-Python- Ordering lists based on a format

Question

I'm new to programming in general, so looking to really expand my skills here. I'm trying to write a script that will grab a list of strings from an object, then order them based on a template of my design. Any items not in the template will be added to the end.

Here's how I'm doing it now, but could someone suggest a better/more efficient way?

    originalList = ['b', 'a', 'c', 'z', 'd']
    listTemplate = ['a', 'b', 'c', 'd']
    listFinal = []

    for thing in listTemplate:
        if thing in originalList:
            listFinal.append(thing)
            originalList.pop(originalList.index(thing))

    for thing in originalList:
            listFinal.append(thing)
            originalList.pop(originalList.index(thing))

Answer 1

Here is a way that has better computational complexity:

# add all elements of originalList not found in listTemplate to the back of listTemplate
s = set(listTemplate)
listTemplate.extend(el for el in originalList if el not in s)

# now sort
rank = {el:index for index,el in enumerate(listTemplate)}
listFinal = sorted(originalList, key=rank.get)

Answer 2

There is no need to create a new dictionary at all:

>>> len_lis1=len(lis1)

>>> lis1.sort(key = lambda x: lis2.index(x) if x in lis2 else len_lis1)

>>> lis1
    ['a', 'b', 'c', 'd', 'z']

Answer 3

Try this:

originalList = ['b', 'a', 'c', 'z', 'd']
listTemplate = ['a', 'b', 'c', 'd']

order = { element:index for index, element in enumerate(listTemplate) }
sorted(originalList, key=lambda element: order.get(element, float('+inf')))

=> ['a', 'b', 'c', 'd', 'z']

This is how it works:

• First, we build a dictionary indicating, for each element in listTemplate, its relative order with respect to the others. For example a is 0, b is 1 and so on
• Then we sort originalList. If one of its elements is present in the order dictionary, then use its relative position for ordering. If it's not present, return a positive infinite value - this will guarantee that the elements not in listTemplate will end up at the end, with no further ordering among them.

The solution in the question, although correct, is not very pythonic. In particular, whenever you have to build a new list, try to use a list comprehension instead of explicit looping/appending. And it's not a good practice to "destroy" the input list (using pop() in this case).

Answer 4

You can create a dict using the listTemplate list, that way the expensive(O(N)) list.index operations can be reduced to O(1) lookups.

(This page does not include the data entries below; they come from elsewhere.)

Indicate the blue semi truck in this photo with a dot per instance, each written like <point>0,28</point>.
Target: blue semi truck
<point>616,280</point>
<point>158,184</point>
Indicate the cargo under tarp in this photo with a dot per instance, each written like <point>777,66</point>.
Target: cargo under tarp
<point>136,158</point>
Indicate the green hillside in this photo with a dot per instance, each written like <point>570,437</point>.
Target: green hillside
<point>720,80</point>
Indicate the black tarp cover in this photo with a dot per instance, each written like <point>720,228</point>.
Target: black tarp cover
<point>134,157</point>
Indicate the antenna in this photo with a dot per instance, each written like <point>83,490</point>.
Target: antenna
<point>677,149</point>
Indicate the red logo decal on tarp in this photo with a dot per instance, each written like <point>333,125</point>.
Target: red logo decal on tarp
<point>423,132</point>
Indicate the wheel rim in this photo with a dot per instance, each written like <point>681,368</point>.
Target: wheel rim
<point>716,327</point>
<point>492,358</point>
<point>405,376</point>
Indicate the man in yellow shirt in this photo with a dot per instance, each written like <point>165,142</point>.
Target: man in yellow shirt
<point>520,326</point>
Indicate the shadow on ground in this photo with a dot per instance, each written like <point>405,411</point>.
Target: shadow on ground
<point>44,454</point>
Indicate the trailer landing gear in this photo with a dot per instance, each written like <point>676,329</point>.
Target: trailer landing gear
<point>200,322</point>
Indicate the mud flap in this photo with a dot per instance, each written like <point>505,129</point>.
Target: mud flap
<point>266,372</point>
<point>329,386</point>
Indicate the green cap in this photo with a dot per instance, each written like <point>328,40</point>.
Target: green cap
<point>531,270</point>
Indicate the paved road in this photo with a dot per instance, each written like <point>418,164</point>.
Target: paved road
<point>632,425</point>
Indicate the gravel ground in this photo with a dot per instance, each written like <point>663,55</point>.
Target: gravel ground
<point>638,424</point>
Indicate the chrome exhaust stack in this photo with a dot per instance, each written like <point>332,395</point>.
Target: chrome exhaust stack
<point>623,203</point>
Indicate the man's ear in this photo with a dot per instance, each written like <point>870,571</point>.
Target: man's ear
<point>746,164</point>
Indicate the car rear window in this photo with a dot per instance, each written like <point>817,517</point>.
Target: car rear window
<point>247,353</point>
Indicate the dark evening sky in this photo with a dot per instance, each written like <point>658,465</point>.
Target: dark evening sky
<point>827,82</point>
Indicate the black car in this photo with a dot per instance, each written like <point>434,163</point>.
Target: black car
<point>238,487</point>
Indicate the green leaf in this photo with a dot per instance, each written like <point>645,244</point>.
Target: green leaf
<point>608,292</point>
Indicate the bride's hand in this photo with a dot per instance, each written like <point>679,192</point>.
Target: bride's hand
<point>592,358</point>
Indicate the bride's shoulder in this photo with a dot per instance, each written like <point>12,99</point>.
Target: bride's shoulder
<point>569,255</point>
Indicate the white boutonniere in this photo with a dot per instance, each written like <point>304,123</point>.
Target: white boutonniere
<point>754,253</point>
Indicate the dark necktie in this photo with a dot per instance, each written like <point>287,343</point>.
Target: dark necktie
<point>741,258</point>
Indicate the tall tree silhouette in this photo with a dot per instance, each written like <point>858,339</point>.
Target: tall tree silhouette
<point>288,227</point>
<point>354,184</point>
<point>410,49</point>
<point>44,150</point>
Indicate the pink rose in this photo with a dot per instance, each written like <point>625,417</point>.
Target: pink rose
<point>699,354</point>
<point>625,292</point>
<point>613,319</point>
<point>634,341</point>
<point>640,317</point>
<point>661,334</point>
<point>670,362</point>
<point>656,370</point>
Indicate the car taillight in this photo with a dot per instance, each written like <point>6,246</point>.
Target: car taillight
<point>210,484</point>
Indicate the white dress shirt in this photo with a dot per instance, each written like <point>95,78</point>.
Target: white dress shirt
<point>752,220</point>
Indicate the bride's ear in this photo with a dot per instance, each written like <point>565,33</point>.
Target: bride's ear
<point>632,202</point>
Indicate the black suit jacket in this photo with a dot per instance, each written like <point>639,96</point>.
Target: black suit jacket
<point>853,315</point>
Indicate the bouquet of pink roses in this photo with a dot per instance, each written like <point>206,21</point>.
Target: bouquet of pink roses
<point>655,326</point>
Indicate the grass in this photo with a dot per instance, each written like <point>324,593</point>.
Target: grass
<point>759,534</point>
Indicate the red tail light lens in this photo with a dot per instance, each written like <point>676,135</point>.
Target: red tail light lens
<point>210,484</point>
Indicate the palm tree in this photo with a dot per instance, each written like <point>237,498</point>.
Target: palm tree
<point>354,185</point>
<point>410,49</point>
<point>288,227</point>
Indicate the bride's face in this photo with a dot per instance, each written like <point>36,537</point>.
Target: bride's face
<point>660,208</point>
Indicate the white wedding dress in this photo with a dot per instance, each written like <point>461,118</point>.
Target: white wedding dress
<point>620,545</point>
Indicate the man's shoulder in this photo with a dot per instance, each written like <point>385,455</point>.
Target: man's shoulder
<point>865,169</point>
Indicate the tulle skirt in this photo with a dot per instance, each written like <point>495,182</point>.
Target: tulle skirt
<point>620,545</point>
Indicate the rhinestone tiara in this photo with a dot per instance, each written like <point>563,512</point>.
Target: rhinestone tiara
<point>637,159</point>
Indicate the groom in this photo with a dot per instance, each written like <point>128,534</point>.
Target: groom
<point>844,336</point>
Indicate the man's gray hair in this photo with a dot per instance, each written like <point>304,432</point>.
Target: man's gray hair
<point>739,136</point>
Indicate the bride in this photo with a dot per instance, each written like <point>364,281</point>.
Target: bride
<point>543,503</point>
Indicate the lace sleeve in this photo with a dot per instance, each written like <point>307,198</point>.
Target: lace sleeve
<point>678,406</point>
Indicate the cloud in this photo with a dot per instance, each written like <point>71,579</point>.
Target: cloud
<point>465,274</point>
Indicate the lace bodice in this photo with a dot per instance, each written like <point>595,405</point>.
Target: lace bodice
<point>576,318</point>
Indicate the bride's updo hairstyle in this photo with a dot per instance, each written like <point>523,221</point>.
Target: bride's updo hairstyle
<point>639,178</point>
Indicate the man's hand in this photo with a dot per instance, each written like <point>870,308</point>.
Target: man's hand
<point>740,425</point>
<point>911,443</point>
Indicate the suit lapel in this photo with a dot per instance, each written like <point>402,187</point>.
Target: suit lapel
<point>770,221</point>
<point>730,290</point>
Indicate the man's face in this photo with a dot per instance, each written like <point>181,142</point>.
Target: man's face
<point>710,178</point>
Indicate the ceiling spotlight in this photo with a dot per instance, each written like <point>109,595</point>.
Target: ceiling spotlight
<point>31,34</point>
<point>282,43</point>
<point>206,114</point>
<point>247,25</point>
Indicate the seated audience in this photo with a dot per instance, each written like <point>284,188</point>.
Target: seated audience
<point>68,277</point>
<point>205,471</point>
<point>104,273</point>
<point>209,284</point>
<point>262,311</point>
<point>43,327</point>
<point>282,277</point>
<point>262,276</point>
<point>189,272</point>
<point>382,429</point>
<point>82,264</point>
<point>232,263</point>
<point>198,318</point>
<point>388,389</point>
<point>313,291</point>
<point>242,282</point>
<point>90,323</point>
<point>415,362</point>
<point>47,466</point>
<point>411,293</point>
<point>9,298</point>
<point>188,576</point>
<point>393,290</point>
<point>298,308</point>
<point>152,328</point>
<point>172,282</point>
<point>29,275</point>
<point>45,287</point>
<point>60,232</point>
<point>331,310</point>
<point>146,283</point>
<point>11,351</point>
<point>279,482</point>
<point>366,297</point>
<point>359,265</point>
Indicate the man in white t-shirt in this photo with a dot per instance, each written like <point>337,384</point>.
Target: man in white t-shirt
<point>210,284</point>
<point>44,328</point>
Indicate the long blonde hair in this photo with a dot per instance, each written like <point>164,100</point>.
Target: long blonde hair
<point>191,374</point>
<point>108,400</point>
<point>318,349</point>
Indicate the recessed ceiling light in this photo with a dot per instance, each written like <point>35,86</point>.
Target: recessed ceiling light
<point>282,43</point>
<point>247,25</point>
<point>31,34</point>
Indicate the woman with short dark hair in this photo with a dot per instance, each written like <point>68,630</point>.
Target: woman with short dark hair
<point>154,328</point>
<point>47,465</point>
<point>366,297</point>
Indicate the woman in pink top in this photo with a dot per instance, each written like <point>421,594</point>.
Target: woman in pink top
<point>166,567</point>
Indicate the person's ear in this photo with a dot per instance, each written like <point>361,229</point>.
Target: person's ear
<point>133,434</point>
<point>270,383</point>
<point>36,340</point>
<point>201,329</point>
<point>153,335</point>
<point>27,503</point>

>>> lis1 = ['b', 'a', 'c', 'z', 'd']
>>> lis2 = ['a', 'b', 'c', 'd']

Use enumerate to create a dict with the items as keys(Considering that the items are hashable) and index as values.

>>> dic = { x:i for i,x in enumerate(lis2) }

Now dic looks like:

{'a': 0, 'c': 2, 'b': 1, 'd': 3}

Now for each item in lis1 we need to check it's index in dic, if the key is not found we return float('inf').

Function used as key:

def get_index(key):
   return dic.get(key, float('inf'))

Now sort the list:

>>> lis1.sort(key=get_index)
>>> lis1
['a', 'b', 'c', 'd', 'z']

Answer 5

For the final step, you can just use:

listFinal += originalList

and it will add these items to the end.